Wildlife conservation
Genetic identification can be used to help with wildlife conservation. For example, researchers use genetic identification to identify humpback whales. In the past, they took photos of the tail of each whale as it swam past. Each whale was identified by the shape of the tail and its markings. But this method was not always accurate.

Now researchers in Byron Bay pick up from the water hundreds of tiny flakes of skin that naturally fall off when the whales surface or slap their tails. They analyse the flakes and read each whale's unique DNA. Now they can keep track of exactly which whales are on the move, where they go, how long they live and so on.

DNA in criminal investigation
If someone commits a crime and leaves behind something from their body, it can be analysed to work out the DNA of that person. What they leave behind might be some hair, blood, saliva or semen.

Once the police know the DNA of the person they are looking for, they can test their suspects. When they find someone whose DNA is exactly the same as the DNA left behind, they know they've got the person they're after.

At the end of 2000 police in Sydney arrested a man for the murder of a young woman who was found dead in Darlinghurst three years before. The police took samples of saliva from the men who lived in a boarding house that backed onto the lane where the woman was found. One of the samples matched, and the police made their arrest.

At the moment, the police in NSW don't have the power to force lots of people to have DNA tests. In this case the men gave their samples voluntarily. So why did the person they arrested agree to give a sample?

A similar thing happened earlier in 2000, after an elderly woman in the town of Wee Waa was raped. Because it was only a small town, the police asked all the men to volunteer to give a sample for DNA testing. Almost everyone did. The feeling in the town was that if you didn't want to have the DNA test you must have something to hide. But a few men refused, even though they had nothing to do with the crime.

The most basic information that can possibly exist about a person is the actual genes that they're built of, and that make them who they are. One way of looking at this issue is that DNA is the most personal information that there is.

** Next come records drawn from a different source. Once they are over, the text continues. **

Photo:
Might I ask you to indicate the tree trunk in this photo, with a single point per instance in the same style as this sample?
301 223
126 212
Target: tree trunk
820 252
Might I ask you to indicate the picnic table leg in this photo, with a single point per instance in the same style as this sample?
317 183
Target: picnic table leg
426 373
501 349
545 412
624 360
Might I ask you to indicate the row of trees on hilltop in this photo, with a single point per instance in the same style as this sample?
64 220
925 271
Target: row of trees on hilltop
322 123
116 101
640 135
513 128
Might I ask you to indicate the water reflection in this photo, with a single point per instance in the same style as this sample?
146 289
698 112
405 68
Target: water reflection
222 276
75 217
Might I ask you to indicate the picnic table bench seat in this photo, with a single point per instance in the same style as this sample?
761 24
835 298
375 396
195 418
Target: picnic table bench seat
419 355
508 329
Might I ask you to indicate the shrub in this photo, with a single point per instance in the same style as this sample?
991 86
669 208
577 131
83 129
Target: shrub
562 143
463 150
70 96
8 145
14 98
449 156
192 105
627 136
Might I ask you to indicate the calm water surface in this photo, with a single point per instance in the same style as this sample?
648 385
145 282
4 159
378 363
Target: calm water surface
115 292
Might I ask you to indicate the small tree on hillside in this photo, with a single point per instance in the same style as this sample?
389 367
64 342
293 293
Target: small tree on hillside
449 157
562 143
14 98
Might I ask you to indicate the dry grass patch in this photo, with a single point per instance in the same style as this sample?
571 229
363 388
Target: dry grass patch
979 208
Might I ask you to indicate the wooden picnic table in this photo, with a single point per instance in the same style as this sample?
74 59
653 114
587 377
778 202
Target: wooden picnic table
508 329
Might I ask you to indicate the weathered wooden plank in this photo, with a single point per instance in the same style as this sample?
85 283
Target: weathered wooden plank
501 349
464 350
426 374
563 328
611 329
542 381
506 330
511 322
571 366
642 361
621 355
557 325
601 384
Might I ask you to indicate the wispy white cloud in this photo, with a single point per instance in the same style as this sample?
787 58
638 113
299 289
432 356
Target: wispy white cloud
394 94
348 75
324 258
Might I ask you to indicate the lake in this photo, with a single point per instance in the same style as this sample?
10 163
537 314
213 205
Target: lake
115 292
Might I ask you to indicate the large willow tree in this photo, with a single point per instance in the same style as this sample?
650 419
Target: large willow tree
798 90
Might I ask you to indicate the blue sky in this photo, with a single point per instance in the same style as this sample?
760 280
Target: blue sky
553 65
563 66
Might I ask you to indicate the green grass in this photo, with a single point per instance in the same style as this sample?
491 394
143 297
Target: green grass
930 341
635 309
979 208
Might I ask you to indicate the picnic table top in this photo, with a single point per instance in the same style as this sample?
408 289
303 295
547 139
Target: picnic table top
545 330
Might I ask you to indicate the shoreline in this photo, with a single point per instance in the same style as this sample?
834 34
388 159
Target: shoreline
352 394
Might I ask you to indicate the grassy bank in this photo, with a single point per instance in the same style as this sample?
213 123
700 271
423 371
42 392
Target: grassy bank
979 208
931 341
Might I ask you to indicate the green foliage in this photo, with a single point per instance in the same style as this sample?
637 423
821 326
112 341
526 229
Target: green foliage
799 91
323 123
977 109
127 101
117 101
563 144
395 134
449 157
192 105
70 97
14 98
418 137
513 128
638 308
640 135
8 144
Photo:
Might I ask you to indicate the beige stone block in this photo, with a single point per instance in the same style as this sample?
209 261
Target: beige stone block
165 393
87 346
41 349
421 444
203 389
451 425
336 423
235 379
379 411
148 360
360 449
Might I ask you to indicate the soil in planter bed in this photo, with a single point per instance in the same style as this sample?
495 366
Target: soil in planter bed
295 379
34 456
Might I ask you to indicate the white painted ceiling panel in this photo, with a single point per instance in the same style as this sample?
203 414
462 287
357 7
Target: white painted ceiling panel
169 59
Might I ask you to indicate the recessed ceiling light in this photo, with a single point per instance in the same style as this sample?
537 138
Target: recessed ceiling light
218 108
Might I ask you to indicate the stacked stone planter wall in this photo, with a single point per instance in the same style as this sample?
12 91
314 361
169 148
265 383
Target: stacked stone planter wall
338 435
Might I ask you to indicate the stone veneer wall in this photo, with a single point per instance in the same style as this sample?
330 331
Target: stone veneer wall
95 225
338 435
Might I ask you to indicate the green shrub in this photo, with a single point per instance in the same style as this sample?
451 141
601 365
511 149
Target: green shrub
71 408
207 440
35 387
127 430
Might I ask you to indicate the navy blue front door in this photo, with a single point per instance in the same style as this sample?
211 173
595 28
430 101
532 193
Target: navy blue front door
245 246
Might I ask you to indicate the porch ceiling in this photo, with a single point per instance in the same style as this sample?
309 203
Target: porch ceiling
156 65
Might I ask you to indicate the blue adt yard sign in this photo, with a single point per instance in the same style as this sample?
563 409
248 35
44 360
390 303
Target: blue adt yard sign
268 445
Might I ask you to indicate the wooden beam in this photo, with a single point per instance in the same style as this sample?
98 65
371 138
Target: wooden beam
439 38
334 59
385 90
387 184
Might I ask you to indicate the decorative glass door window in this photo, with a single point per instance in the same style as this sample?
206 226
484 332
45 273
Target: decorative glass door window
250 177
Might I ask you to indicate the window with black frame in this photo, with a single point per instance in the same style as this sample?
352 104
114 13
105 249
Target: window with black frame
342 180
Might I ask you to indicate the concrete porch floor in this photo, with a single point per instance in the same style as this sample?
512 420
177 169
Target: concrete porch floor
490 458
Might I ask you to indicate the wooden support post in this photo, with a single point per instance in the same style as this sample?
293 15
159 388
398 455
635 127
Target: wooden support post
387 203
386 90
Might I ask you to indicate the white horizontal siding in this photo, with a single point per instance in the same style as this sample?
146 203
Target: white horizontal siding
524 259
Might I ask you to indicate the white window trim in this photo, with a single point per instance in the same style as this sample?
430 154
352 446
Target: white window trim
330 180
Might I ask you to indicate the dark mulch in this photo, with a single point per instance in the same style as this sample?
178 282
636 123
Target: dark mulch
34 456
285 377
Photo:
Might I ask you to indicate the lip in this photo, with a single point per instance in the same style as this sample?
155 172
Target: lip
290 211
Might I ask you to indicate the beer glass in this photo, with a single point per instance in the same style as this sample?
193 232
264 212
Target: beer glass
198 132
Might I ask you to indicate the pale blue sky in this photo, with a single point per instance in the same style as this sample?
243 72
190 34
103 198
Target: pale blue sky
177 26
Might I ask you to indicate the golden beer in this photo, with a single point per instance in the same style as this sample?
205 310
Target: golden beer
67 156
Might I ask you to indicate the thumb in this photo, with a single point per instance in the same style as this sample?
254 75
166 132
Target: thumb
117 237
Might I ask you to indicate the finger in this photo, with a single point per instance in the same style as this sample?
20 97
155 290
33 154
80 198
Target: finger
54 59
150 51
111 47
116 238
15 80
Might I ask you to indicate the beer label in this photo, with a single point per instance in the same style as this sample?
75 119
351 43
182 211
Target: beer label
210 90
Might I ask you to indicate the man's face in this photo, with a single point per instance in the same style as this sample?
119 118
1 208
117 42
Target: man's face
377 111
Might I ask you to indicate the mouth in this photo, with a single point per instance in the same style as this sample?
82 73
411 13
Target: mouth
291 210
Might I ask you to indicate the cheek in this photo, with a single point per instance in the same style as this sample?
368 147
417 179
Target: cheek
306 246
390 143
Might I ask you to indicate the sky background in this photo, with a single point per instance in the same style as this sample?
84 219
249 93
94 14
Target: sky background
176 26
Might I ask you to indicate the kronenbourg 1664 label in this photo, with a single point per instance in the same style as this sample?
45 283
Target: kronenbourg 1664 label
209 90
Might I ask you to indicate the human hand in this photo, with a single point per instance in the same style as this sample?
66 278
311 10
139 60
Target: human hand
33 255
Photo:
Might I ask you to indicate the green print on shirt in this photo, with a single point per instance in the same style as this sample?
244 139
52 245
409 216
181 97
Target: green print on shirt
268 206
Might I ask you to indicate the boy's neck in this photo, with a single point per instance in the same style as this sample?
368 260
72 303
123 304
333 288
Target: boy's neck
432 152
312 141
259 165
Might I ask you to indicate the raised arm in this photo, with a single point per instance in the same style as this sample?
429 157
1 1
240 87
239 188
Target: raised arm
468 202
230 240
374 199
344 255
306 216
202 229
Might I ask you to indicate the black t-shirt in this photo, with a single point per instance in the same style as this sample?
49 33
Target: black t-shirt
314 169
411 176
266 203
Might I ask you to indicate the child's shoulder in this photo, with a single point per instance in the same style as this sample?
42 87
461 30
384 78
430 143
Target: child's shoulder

Genetic identification is often called genetic tagging, but it is not really tagging. Tagging involves people marking someone or something to identify it. Genetic identification is different. It's like biometrics, it involves reading something that naturally exists about a person or animal, in this case its DNA.

Activity
Prepare a table to record your critical analysis of the ethical issues raised by the technologies outlined in the biometrics section of the case study.